In addition, brain-derived neurotrophic factor (BDNF) serves, among other functions, as a signal to regulate neuronal activity, since BDNF-mediated disruption of chloride gradient and following disturbance of chloride-dependent GABAergic inhibitory function was reported (123–125). Exocytosis of BDNF is mediated by ATP-evoked P2X4 activation (123, 126–130) and regulated by A2A (118). Decrease of inhibitory signals favors increased neuronal activity and hyperexcitability, eventually causing epileptic seizures (131–134). Both of the mentioned purinergic receptors, P2X4 and A2A, that regulate BDNF release are upregulated in AD [Figure 3, (119)]. The upregulation and following release of BDNF may therefore also contribute to hyperexcitability and epileptic events in neurodegeneration.

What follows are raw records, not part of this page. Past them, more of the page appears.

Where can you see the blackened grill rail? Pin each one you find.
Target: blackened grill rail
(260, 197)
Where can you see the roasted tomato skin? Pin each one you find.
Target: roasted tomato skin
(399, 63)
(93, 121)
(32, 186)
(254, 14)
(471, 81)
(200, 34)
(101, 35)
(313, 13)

Besides, P2X4 is involved in the chemotactic response of microglia, as pharmacological inhibition and downregulation of P2X4 lead to impaired chemotaxis in vitro (36). The transcriptomic studies we summarize here provide evidence that P2rx4 is upregulated in different murine AD models (Figure 3), implicating that it could play a functional role in altering microglial chemotaxis in AD.

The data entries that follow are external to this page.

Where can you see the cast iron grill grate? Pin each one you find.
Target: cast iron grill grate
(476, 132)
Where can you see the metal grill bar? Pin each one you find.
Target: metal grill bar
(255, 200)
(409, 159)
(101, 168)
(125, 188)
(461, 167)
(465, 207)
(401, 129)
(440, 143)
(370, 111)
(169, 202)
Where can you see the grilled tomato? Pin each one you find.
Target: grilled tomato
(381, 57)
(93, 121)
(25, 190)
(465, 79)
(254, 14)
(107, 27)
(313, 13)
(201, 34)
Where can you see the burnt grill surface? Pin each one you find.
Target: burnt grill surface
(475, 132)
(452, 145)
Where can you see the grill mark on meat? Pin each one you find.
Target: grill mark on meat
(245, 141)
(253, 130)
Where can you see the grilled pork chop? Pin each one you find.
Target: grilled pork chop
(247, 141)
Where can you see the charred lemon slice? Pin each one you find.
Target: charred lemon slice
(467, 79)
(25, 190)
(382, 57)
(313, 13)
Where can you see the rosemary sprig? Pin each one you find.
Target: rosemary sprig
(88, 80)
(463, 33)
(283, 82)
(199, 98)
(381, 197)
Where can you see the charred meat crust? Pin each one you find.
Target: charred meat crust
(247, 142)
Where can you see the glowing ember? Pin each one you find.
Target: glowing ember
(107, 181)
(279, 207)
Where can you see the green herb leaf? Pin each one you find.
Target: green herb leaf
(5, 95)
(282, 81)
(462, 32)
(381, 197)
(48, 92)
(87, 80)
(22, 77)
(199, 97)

In summary, a number of purinergic receptors that regulate microglial morphology, motility and migration are dysregulated in neurodegeneration and may thus constitute pathways that contribute to impairment of these microglial motility functions. It will be important to validate this assumption in functional studies in the future.

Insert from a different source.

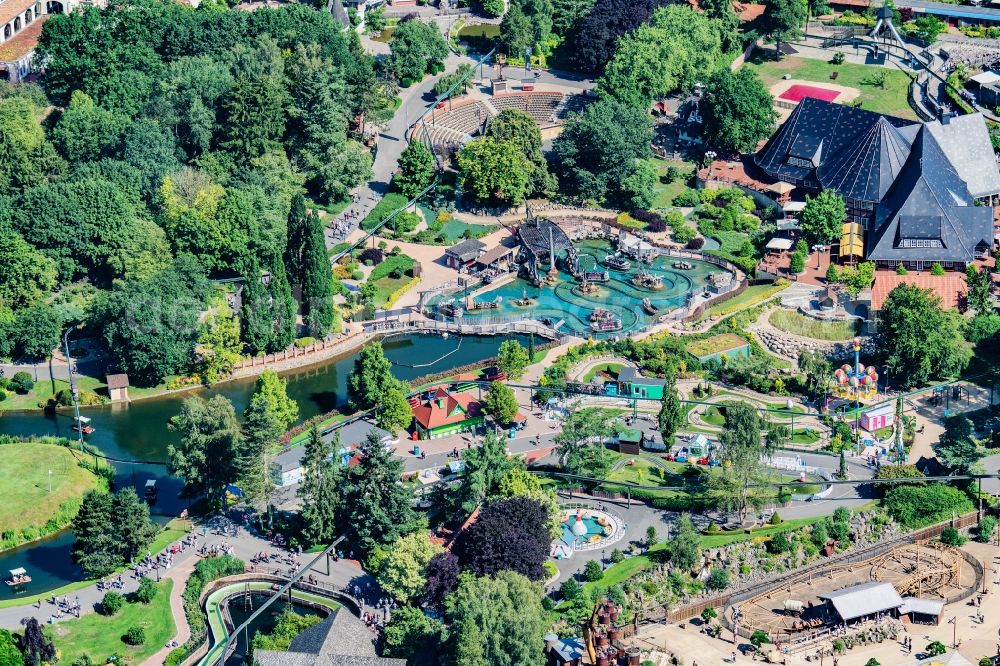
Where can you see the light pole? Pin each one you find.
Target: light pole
(72, 388)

Another important microglial cell function that is affected in neurodegeneration is the phagocytic capacity (87), which among many other mechanisms, is regulated by the UDP-sensitive purinergic receptor P2Y6. Interestingly, it has been shown that the ion channel function of P2X4 is inhibited by P2Y6 upregulation. This suggests an interesting mechanism, in which P2RY6 would be key to switch from migratory to phagocytic behavior of microglia (135). Because P2ry6 is downregulated in several murine AD models (Figure 3), this could mean that UDP-sensitive phagocytosis may be decreased in neurodegeneration. This could also be relevant for a process called “phagoptosis,” i.e., the uptake of live neurons by microglia involving P2Y6 (136). Inhibition of P2Y6 prevents neuronal loss induced by low levels of Aβ, suggesting that microglial phagocytosis could be responsible for neuronal loss (136). However, the absence of P2Y6-dependent inhibition of ex vivo phagocytosis in 5xFAD mice indicates that in AD, purinergic receptors other than P2Y6 may regulate microglial phagocytosis (137). Unlike in AD models, P2RY6 was upregulated in a PD model and in human PD brains, implying an opposite functional impact of P2Y6 in PD (101, 138).
In addition to P2Y6, there is also evidence that P2Y2 contributes to phagocytosis functions in microglia. Specifically, Aβ-induced microglial ATP release enhances phagocytosis of Aβ via P2Y2 activation in cultured cells (103, 139). In vivo data confirmed that heterozygous deletion of P2Y2 enhances β-amyloid plaque burden, indicating that downregulation of P2Y2 could contribute to AD pathology (140, 141). Apart from phagocytosis, pinocytosis induced by ATP or UTP is another mechanism that contributes to Aβ uptake by microglia. This process can be accelerated by yet another purinergic receptor, namely P2Y4 (142).
Altogether, since purinergic signaling regulates phagocytosis, a key function of microglia allowing clearance of pathologic protein aggregates, dysregulation of these purinergic pathways is likely to contribute to neurodegenerative disease pathology.
In light of the importance of purinergic signaling for the regulation of many microglia functions, the balance of extracellular purinergic ligands such as ATP, ADP, AMP and adenosine gains in significance. The concentration of extracellular purinergic elements is regulated by purinergic enzymes and transporters. Ectonucleotidases, namely CD39 and CD73, through ATP degradation and adenosine production, modulate microglial migration, microglia morphology and process elongation (114, 143, 144) and reduce phagocytosis (145). It is thus conceivable that downregulation and therefore loss of CD39 function, as observed in the spinal cord of ALS subjects (75) and in transcriptomic data from SOD1 mutant mice and murine amyloidosis models (Figure 3), could have detrimental consequences. Additionally, Enpp1 in turn is upregulated, while microglial ENT1 and ENT3 are downregulated (Figure 3). This indicates that the regulation of extracellular ligands by ectonucleotidases and by cross-membrane transport may become disturbed in neurodegeneration, although the exact impact on microglia themselves and other CNS cells will require further investigation.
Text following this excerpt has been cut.